Instructions

Overview: For each question, show your R code that you used to answer each question in the provided chunks. When a written response is required, be sure to answer the entire question in complete sentences outside the code chunks. When figures are required, be sure to follow all requirements to receive full credit. Point values are assigned for every part of this analysis. Do not work with other students on this assignment. You are to complete this assignment by yourself.

Helpful: Make sure you knit the document as you go through the assignment. Check all your results in the created HTML file.

Submission: Submit via an electronic document on Canvas. Must be submitted as an HTML file generated in RStudio.

Introduction

Universities are typically opaque, bureaucratic institutions. To be transparent to tax payers, many public schools, such as the University of North Carolina, openly report salary information. In this assignment, we will analyze this information from 2022 to answer pivotal questions that have endured over the course of time. This salary data for UNC-Chapel Hill faculty and staff was downloaded in CSV format and titled “Salary Data Export.csv”.

To answer all the questions, you will need the R package tidyverse to make figures and utilize dplyr functions.

Data Information

Make sure the CSV data file is contained in the folder of your RMarkdown file. First, we start by using the read_csv function from the readr package found within the tidyverse. The code below executes this process by creating a tibble in your R environment named “salary”.

salary=read_csv("Salary Data Export.csv")

Now, we will explore the information that is contained in this dataset.

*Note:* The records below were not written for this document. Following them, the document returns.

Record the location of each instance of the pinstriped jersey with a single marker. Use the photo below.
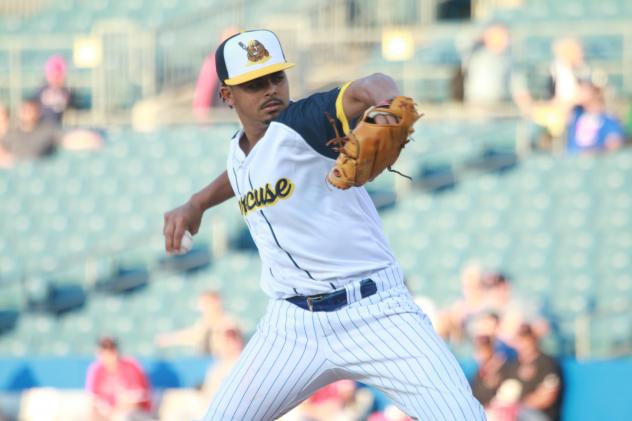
(311, 237)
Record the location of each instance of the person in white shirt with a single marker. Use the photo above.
(338, 305)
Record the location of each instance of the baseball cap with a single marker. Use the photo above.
(107, 342)
(249, 55)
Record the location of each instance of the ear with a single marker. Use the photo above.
(226, 93)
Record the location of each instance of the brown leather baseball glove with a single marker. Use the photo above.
(370, 148)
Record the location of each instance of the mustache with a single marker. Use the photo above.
(273, 101)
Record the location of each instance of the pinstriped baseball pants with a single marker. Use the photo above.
(384, 340)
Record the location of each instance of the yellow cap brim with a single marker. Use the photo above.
(247, 77)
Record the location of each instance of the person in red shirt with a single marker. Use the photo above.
(118, 385)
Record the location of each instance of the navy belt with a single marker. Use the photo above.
(331, 301)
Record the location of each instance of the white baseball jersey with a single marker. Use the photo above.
(312, 237)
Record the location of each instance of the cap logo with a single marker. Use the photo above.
(256, 52)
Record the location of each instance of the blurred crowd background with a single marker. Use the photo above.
(515, 234)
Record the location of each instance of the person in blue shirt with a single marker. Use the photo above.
(591, 128)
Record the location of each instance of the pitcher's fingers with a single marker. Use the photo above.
(177, 236)
(168, 233)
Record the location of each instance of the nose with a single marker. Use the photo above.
(271, 87)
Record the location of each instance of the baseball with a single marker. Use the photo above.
(186, 243)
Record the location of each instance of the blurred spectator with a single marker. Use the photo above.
(200, 335)
(207, 86)
(488, 68)
(492, 369)
(228, 345)
(487, 324)
(32, 138)
(452, 322)
(339, 401)
(118, 385)
(54, 97)
(567, 69)
(512, 309)
(533, 389)
(591, 128)
(6, 160)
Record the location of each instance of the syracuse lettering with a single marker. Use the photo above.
(265, 196)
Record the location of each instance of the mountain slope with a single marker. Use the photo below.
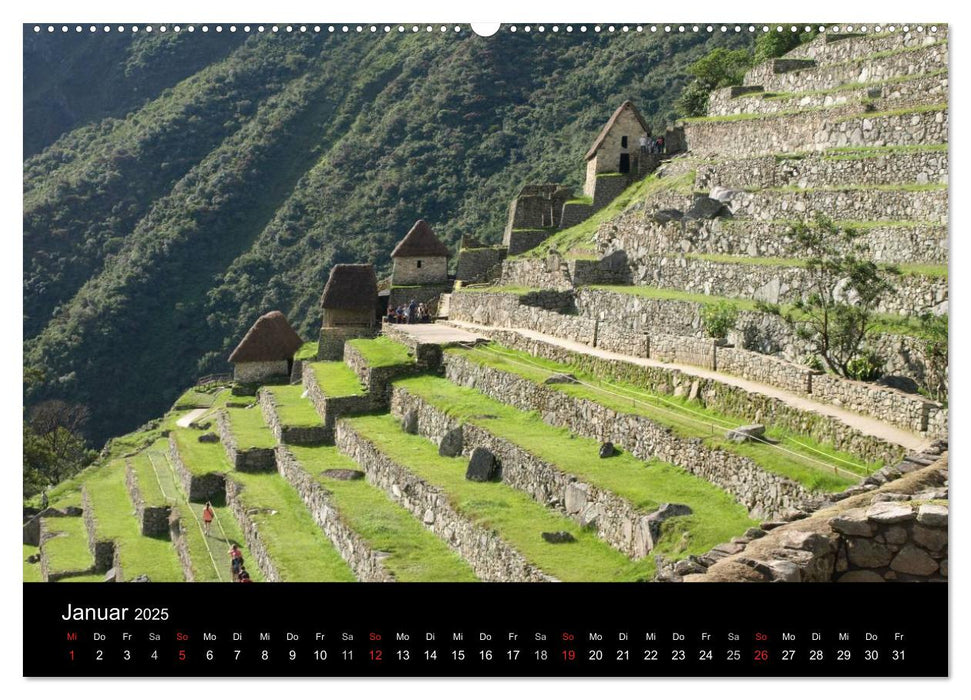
(152, 242)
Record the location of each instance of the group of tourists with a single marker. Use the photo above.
(652, 146)
(412, 312)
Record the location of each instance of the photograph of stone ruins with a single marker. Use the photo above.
(622, 306)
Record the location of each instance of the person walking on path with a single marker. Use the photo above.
(207, 516)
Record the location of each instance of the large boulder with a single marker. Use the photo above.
(451, 445)
(747, 433)
(706, 208)
(483, 466)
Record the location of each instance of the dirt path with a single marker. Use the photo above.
(186, 420)
(865, 424)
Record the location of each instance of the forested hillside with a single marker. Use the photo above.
(220, 180)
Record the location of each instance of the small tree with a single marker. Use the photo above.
(842, 291)
(934, 330)
(718, 319)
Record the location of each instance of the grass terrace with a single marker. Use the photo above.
(513, 515)
(200, 458)
(292, 406)
(114, 520)
(307, 351)
(249, 428)
(646, 485)
(413, 553)
(802, 459)
(297, 547)
(337, 379)
(69, 550)
(916, 269)
(884, 323)
(31, 571)
(579, 239)
(382, 351)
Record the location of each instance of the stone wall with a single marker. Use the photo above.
(363, 560)
(103, 551)
(258, 372)
(330, 408)
(490, 558)
(815, 130)
(153, 519)
(506, 310)
(892, 95)
(814, 170)
(777, 284)
(929, 55)
(616, 521)
(763, 493)
(198, 488)
(251, 533)
(722, 398)
(477, 265)
(330, 345)
(255, 459)
(928, 206)
(288, 434)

The code below provides the names of the variables contained in the dataset.

names(salary)
##  [1] "University" "Last_Name"  "First_Name" "INIT"       "Age"       
##  [6] "Hire_Date"  "Category"   "Salary"     "Department" "Title"

Next, we will examine the type of data contains in these different variables.

str(salary,give.attr=F)
## spc_tbl_ [13,001 × 10] (S3: spec_tbl_df/tbl_df/tbl/data.frame)
##  $ University: chr [1:13001] "UNC-CH" "UNC-CH" "UNC-CH" "UNC-CH" ...
##  $ Last_Name : chr [1:13001] "Jin" "Tien" "McManus" "Rizvi" ...
##  $ First_Name: chr [1:13001] "Guifeng" "Hsiao-Chuan" "James" "Imran" ...
##  $ INIT      : chr [1:13001] NA NA "M" NA ...
##  $ Age       : num [1:13001] 61 58 60 47 53 35 66 46 44 40 ...
##  $ Hire_Date : chr [1:13001] "1/27/1997" "11/1/2008" "1/13/2020" "7/1/2018" ...
##  $ Category  : chr [1:13001] "IT Database Professional, Database Administrator" "IT Database Professional, Data Administrator" "Research Professional, Mathematics / Computing / Statistics" "Assistant Professor" ...
##  $ Salary    : num [1:13001] 99998 99998 99988 99988 99975 ...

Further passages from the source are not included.